Adverse effects: increased urination (osmotic diuresis), hypotension (potential for volume depletion), hypoglycemia (when used with insulin or secretagogues), hyperkalemia, decreased renal function (increased creatinine and decreased eGFR), acute kidney injury, urinary tract infection, genital yeast infections, bone fractures (as early as 12 weeks after initiating the drug) and atypical
ketoacidosis.

Interactions: Drug interactions: rifampin, phenytoin, phenobarbital,
ritonavir (all decrease effectiveness of canagliflozin), digoxin (serum concentration of digoxin will be increased).

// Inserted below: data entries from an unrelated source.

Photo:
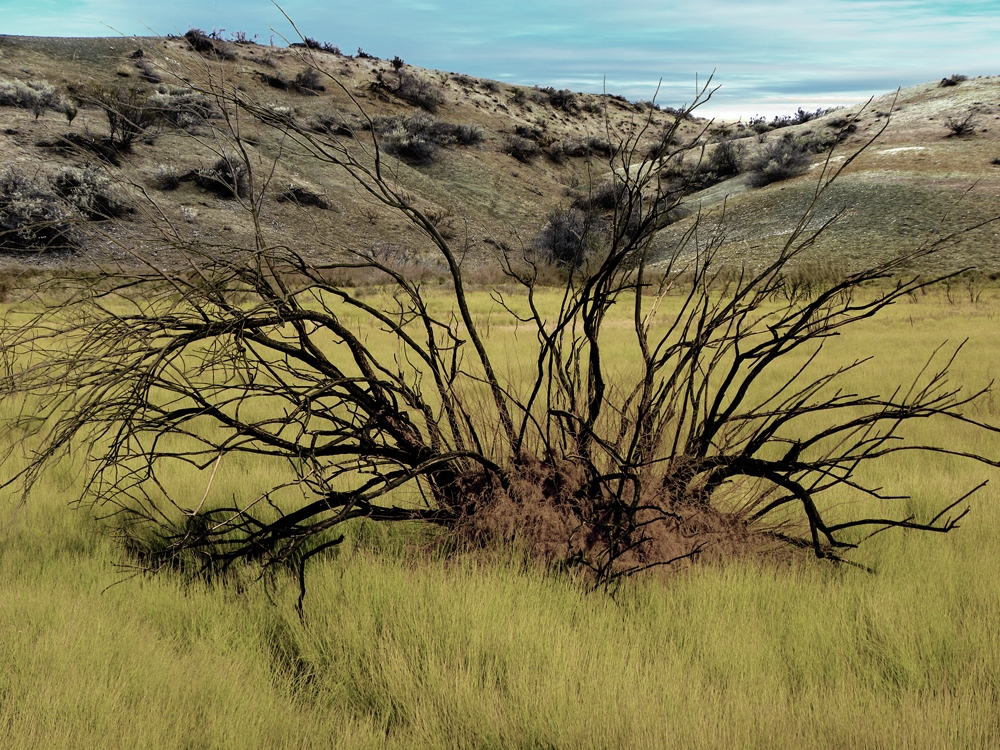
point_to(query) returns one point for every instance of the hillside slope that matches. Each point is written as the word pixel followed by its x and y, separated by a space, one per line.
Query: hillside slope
pixel 519 154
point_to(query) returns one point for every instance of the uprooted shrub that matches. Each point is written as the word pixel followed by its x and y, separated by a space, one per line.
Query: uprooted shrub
pixel 776 160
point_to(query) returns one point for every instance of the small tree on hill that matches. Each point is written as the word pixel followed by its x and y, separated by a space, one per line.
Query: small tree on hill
pixel 254 353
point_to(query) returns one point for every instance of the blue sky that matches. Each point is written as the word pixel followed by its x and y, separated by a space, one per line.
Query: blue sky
pixel 769 57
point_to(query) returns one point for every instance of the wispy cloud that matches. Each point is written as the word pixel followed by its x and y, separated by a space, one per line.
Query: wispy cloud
pixel 767 55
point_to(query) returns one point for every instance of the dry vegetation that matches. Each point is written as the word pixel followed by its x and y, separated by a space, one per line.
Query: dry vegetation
pixel 259 342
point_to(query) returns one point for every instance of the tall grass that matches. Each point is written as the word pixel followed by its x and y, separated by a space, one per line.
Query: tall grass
pixel 400 648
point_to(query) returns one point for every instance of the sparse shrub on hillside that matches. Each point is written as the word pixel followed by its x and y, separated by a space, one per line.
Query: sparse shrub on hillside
pixel 561 99
pixel 468 135
pixel 317 46
pixel 209 44
pixel 166 177
pixel 570 236
pixel 128 110
pixel 240 37
pixel 726 159
pixel 589 146
pixel 34 95
pixel 418 92
pixel 777 160
pixel 706 421
pixel 605 196
pixel 91 192
pixel 416 139
pixel 959 126
pixel 275 80
pixel 308 81
pixel 227 177
pixel 302 196
pixel 526 131
pixel 415 147
pixel 334 123
pixel 147 73
pixel 180 106
pixel 32 216
pixel 522 149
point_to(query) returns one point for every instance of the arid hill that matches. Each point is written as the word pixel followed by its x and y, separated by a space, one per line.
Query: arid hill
pixel 490 162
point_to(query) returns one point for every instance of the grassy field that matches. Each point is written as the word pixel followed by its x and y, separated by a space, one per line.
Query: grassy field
pixel 400 648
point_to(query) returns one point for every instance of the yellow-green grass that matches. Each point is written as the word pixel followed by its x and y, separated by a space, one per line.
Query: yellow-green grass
pixel 403 650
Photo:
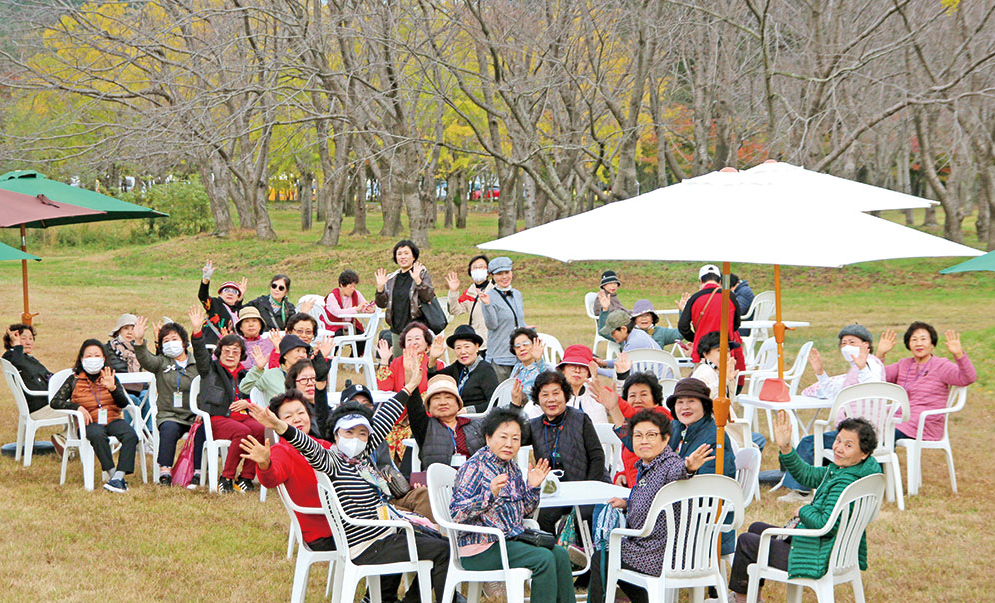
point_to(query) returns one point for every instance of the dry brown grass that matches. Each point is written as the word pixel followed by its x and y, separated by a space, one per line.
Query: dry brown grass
pixel 155 544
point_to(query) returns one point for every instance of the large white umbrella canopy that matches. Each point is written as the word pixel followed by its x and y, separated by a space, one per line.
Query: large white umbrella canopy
pixel 713 217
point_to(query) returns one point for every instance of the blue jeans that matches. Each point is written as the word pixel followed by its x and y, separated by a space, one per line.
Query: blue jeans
pixel 806 450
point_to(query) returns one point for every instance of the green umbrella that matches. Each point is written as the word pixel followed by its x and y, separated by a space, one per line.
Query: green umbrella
pixel 33 183
pixel 12 253
pixel 982 262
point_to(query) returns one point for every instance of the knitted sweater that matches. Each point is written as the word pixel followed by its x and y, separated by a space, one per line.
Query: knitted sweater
pixel 809 556
pixel 928 387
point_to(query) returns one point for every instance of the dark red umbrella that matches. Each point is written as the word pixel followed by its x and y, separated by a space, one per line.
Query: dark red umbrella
pixel 20 210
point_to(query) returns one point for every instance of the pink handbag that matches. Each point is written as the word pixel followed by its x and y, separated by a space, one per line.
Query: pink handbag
pixel 184 468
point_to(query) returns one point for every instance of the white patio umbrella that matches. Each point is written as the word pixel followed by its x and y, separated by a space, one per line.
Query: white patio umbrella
pixel 719 215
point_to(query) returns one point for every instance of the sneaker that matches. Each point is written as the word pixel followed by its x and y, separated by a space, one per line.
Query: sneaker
pixel 116 485
pixel 59 442
pixel 244 485
pixel 794 496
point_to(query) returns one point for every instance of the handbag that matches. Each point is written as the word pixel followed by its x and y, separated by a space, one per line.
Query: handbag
pixel 395 481
pixel 184 469
pixel 434 317
pixel 536 538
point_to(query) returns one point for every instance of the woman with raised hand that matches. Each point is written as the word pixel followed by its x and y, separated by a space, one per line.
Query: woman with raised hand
pixel 95 390
pixel 174 371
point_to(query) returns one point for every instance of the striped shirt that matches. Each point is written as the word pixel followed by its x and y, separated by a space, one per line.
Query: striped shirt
pixel 474 504
pixel 359 498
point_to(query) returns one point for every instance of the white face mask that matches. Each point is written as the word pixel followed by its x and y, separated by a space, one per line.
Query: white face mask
pixel 850 352
pixel 172 348
pixel 92 364
pixel 478 275
pixel 351 447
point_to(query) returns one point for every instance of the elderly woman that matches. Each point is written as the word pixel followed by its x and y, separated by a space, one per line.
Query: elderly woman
pixel 504 311
pixel 926 377
pixel 443 435
pixel 490 491
pixel 95 390
pixel 808 556
pixel 475 377
pixel 402 292
pixel 220 396
pixel 693 425
pixel 222 311
pixel 173 372
pixel 646 435
pixel 275 308
pixel 361 491
pixel 467 302
pixel 857 348
pixel 565 437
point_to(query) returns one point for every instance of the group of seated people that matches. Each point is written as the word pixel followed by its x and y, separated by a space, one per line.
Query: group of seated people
pixel 553 409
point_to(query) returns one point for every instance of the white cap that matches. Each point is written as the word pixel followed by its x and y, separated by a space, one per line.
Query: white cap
pixel 709 269
pixel 350 421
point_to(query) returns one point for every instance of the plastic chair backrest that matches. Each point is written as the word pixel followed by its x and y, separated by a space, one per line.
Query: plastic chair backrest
pixel 553 352
pixel 589 300
pixel 693 537
pixel 502 394
pixel 16 385
pixel 659 362
pixel 748 471
pixel 856 507
pixel 879 403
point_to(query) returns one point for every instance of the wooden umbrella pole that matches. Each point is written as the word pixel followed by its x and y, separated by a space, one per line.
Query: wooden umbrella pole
pixel 720 406
pixel 778 325
pixel 26 315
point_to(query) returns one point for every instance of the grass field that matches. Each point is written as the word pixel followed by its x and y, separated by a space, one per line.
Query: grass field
pixel 156 544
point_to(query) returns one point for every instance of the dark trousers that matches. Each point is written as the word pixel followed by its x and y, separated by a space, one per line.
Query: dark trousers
pixel 394 548
pixel 170 433
pixel 747 548
pixel 596 587
pixel 99 437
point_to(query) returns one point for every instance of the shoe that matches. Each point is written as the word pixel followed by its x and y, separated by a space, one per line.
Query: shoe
pixel 116 485
pixel 244 485
pixel 577 556
pixel 794 496
pixel 59 442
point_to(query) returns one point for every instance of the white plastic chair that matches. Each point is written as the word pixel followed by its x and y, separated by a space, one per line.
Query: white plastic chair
pixel 591 309
pixel 440 482
pixel 856 507
pixel 955 402
pixel 659 362
pixel 305 556
pixel 26 426
pixel 365 361
pixel 690 553
pixel 76 435
pixel 884 405
pixel 553 351
pixel 612 446
pixel 347 574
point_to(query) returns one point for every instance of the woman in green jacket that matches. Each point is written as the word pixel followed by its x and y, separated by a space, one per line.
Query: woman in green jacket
pixel 808 556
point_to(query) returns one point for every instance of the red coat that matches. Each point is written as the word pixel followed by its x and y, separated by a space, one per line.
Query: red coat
pixel 288 467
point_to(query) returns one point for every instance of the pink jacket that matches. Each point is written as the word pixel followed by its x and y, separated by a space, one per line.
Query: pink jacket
pixel 928 387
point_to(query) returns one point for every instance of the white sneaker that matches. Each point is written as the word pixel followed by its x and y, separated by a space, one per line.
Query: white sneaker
pixel 794 496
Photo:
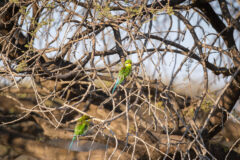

– BBW: In 2017, FDA required BBW regarding increased
risk of leg and foot amputation with this mediction.

Question 42

Exenatide (think witch with stomach)

Answer 42

Class: Incretin mimetic/GLP-1 receptor agonist
• Indication – Type 2 DM
• Mechanism: incretin-mimetic, analog of GLP-1 hormone, activates
pancreatic receptors for GLP-1, increases glucose-dependent
insulin secretion AND decreases post-prandial glucagon, slows
gastric emptying, suppresses appetite
• Administer: injectable only - prefilled pen formulation
• Adverse effects: N/V/D, pancreatitis, nephrotoxicity, bile duct
and gallbladder disease, hypoglycemia when combined with some
oral DM medications, renal impairment, avoid in pregnancy
(animal studies show fetal harm)
Interaction: Can slow absorption of oral drugs, give oral drugs 1
hour before exenatide.

Question 43

Warnings with incretin mimetics

Answer 43

All incretin mimetics/GLP-1 analogs come with a BBW about
thyroid C-cell tumors, including medullary thyroid carcinoma,
due to increased incidence of these tumors in animal studies.